Babatunde Fashola, Tinubu’s successor appears in the video, urging residents of Lagos to play their parts in achieving the mega-city dream.
“Eko Atlantic will be centered on Eko Boulevard, which is like the Fifth Avenue in New York,” David Frame, the head of Chagoury Group’s construction division South Energyx Nigeria, said.
Eko Boulevard will have a clear view of the sea with four lanes of traffic in each direction, wide sidewalks, and high-rise buildings filled with shops, apartments, cafés, bars, and restaurants.
Frame listed the planned city’s amenities: clean water flowing from the tap, constant electricity from a private grid, sewage facilities. Gleaming condo towers, smooth roads, a special genus of palm trees with no falling fruits—even the sky and water looked cleaner, somehow purer, and pollution-free.

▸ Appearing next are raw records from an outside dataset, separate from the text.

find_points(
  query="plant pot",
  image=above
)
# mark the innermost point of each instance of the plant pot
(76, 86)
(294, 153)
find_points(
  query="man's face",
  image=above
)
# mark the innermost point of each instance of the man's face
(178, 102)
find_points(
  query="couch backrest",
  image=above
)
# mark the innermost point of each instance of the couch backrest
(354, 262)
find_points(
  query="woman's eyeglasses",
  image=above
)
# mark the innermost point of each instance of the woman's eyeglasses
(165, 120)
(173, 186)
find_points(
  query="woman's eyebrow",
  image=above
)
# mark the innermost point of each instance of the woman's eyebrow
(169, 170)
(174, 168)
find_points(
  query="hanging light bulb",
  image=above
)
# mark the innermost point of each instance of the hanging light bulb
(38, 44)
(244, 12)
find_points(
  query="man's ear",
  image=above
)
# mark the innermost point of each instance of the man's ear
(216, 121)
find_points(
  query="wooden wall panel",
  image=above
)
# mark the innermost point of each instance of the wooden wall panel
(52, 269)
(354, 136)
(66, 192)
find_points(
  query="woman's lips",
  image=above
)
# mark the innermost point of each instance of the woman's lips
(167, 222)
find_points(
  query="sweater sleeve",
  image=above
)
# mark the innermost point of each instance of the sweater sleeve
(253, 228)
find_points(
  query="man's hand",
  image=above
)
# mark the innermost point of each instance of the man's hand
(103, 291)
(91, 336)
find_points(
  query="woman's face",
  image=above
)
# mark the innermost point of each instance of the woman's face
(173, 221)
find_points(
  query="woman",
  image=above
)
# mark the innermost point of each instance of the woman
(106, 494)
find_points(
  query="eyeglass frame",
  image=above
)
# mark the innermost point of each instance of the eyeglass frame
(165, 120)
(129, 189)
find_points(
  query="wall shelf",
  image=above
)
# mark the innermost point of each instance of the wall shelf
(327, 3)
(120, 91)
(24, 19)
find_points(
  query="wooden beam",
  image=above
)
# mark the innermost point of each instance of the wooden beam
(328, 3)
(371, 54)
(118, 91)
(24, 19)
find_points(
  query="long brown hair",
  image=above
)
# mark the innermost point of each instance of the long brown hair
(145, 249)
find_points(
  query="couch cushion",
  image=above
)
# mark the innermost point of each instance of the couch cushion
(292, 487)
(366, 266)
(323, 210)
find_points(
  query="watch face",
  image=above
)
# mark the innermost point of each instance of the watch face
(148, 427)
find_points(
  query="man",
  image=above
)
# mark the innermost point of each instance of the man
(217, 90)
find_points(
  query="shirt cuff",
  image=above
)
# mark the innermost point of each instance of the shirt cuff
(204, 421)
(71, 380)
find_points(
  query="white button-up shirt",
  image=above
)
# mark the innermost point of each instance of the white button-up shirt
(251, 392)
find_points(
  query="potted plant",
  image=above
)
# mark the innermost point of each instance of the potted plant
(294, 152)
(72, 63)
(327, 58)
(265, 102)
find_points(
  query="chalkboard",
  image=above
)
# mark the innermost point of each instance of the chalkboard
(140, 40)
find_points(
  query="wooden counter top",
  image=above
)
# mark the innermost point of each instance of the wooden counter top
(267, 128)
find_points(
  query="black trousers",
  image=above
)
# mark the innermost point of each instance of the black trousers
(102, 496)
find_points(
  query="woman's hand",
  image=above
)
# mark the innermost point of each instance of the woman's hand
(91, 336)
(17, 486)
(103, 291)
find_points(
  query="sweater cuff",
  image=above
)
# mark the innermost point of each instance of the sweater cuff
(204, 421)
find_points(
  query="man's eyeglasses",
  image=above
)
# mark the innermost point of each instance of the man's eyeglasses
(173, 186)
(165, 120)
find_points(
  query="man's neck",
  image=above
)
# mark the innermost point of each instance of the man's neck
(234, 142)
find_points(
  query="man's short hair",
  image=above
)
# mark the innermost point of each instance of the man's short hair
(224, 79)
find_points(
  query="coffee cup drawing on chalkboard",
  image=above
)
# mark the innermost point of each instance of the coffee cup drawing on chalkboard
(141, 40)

The new city plan also helped to draw attention to and solved some urban related problems in the state.
Too many robbery incidents around the coastline areas of the state. But with the mega-city plan, Tinubu in conjunction with his predecessors were able to fix that progressively.
The state was also filled with shanties and slums which harboured criminals and illegal squatters. The good ones were also relocated while the criminal elements were dislodged.

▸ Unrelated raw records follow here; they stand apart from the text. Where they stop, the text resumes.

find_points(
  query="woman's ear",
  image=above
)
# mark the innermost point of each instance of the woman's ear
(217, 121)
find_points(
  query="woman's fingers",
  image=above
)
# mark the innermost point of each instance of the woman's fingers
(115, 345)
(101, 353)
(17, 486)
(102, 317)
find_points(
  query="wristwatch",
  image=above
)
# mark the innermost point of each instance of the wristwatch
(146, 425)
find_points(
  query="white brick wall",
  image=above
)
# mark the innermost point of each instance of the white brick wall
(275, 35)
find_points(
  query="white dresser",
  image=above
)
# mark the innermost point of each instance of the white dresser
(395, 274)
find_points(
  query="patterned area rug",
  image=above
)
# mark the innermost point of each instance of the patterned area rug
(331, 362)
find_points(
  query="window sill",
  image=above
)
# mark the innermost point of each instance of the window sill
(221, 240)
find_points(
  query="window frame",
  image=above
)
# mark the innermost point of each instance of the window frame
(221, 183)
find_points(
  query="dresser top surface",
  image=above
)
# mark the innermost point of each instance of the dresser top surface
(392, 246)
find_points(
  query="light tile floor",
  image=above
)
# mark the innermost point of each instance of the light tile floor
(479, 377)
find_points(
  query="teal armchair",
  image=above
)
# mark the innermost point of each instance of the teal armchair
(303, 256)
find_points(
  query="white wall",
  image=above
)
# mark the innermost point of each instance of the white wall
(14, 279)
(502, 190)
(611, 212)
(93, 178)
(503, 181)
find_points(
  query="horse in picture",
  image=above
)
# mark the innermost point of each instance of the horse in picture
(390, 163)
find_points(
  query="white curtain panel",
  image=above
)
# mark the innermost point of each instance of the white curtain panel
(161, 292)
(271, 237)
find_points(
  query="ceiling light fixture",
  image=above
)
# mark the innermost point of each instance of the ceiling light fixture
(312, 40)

Indeed, Eko Atlantic is one of the world’s cutting-edge new cities, and already at an advanced stage of development. It’s a visionary project on a huge scale, achieved by a team of major local and international partners.
The United States alone will spend more than half a billion dollars on the new consulate general in Eko Atlantic.
Designed by Ennead, a New York architecture firm, the consulate is expected to take up 50,000 square meters of space, and employ 2,500 Nigerian citizens in various roles from engineering and construction to administration.
In a statement, the US said about $95 million will be invested in the local economy as a result of the project, set for completion in 2027.
It is expected to be the largest US consulate in the world.
Soon, three hundred thousand wealthy Nigerians and foreigners should be living in Lagos’s own version of the futuristic cartoon “The Jetsons.”
The reclaimed miles of land in Lagos from the Atlantic Ocean will host residential and commercial properties.
Through various partnerships and visionary leadership of Asiwaju Tinubu in conjunction with successive governments in Lagos, the project will soon be a reality.